Transitioning from Traditional Systems

From ETL to ELT Processes

Traditional systems operated on an ETL model (Extract, Transform, Load), where data was extracted from sources before being transformed and loaded into storage.

New Approaches:

Data Lakes:

Data Management Challenges and Solutions

Data Volume, Variety, and Velocity

The data warehouse previously used for storing transformed data is now overwhelmed by the massive volume, variety, and velocity of incoming data.

The challenge arises from the continuous influx of data every minute or second, leading to difficulties in storage and processing.

Key issues identified include the need for increased storage capacity and efficient processing methods for raw data formats.

Storage and Processing Issues

The primary concern is where to store the rapidly generated data while ensuring it can be processed effectively.

Two main options are presented: expanding existing systems (monolithic approach) or adopting a distributed approach to handle the challenges.

Monolithic vs. Distributed Approaches

A monolithic approach involves vertically scaling a single system to accommodate more storage and processing power but has limitations due to hardware constraints.

Vertical scaling can lead to performance drops when CPU limits are reached, making it an inefficient long-term solution.

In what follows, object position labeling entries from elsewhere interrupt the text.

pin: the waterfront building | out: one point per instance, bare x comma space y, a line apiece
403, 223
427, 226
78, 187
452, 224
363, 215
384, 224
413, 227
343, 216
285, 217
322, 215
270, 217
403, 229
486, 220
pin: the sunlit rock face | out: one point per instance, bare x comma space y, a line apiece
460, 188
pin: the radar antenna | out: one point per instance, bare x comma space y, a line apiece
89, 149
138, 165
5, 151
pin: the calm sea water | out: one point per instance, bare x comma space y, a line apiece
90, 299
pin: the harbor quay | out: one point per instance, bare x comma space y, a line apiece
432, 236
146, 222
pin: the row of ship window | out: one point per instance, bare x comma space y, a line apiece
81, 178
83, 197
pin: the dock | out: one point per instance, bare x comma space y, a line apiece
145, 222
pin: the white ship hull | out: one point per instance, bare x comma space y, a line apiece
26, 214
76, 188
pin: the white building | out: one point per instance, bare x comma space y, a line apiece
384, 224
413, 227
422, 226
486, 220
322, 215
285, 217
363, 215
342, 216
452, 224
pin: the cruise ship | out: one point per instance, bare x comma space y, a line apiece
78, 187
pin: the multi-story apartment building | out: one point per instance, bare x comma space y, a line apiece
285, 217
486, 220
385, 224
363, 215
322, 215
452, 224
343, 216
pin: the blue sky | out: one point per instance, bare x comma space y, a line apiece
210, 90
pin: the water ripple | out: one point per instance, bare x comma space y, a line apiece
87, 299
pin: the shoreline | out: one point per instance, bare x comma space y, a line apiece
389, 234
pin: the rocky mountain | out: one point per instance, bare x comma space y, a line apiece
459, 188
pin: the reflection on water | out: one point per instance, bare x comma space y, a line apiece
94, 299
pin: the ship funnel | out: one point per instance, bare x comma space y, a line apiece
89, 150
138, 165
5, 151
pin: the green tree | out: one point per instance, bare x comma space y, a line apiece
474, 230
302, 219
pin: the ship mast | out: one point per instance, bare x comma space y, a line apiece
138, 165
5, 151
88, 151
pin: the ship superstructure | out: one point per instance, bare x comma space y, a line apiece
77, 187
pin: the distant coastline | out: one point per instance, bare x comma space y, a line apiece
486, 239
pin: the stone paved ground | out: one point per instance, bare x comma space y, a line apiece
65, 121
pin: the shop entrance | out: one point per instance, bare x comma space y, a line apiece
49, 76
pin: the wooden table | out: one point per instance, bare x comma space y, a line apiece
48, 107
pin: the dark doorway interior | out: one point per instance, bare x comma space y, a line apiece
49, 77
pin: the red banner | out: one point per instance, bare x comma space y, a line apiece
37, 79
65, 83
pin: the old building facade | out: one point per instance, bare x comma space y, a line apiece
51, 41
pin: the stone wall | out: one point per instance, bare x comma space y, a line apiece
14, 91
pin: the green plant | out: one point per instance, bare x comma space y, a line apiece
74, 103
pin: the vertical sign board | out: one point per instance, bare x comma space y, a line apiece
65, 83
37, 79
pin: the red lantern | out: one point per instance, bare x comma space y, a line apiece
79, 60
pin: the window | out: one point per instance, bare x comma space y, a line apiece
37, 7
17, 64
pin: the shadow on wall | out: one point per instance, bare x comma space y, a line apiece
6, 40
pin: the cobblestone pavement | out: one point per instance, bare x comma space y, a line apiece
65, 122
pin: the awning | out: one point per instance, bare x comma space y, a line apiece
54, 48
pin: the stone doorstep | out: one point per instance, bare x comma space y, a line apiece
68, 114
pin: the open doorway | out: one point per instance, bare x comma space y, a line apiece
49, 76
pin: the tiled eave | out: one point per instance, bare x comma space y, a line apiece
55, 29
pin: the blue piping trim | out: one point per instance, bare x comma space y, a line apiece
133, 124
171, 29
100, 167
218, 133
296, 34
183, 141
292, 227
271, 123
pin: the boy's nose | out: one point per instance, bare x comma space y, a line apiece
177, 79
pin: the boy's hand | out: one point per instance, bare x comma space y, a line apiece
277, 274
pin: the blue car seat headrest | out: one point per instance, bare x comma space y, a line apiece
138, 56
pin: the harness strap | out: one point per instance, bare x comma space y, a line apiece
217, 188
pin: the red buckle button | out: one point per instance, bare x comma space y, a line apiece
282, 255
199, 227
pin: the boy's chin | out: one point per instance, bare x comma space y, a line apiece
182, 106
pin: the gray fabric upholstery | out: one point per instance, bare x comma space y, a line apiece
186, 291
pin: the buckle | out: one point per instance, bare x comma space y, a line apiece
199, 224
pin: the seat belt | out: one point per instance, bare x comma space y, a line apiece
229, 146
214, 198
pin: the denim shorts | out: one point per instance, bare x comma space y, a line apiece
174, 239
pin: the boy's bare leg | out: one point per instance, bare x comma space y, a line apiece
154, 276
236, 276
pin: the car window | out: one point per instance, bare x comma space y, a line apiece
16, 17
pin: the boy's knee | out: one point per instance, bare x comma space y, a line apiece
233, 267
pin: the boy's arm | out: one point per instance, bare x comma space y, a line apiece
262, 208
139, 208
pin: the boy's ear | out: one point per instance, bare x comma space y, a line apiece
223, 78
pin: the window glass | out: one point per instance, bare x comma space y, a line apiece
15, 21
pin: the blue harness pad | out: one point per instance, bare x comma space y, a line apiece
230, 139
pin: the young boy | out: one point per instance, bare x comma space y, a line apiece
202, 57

Limitations of Monolithic Approach

Vertical scaling becomes costly as upgrading hardware (like hard disks or CPUs) increases expenses significantly.

If a monolithic system fails, it results in total downtime since all operations depend on that single system.

Advantages of Distributed Approach

A distributed approach allows for horizontal scaling by adding more machines into a cluster without significant cost increases.

This method provides economic benefits through commodity hardware that is cheaper than high-end systems while allowing unlimited scalability without performance bottlenecks.

High Availability in Distributed Systems

In case of machine failure within a distributed setup, workloads can be redistributed among remaining machines, enhancing reliability compared to monolithic systems which face complete failure upon any single point of failure.

Conclusion on Data Handling Strategies

The rapid influx of diverse data formats necessitates a shift from traditional storage methods; thus, adopting a distributed approach becomes essential for effective management.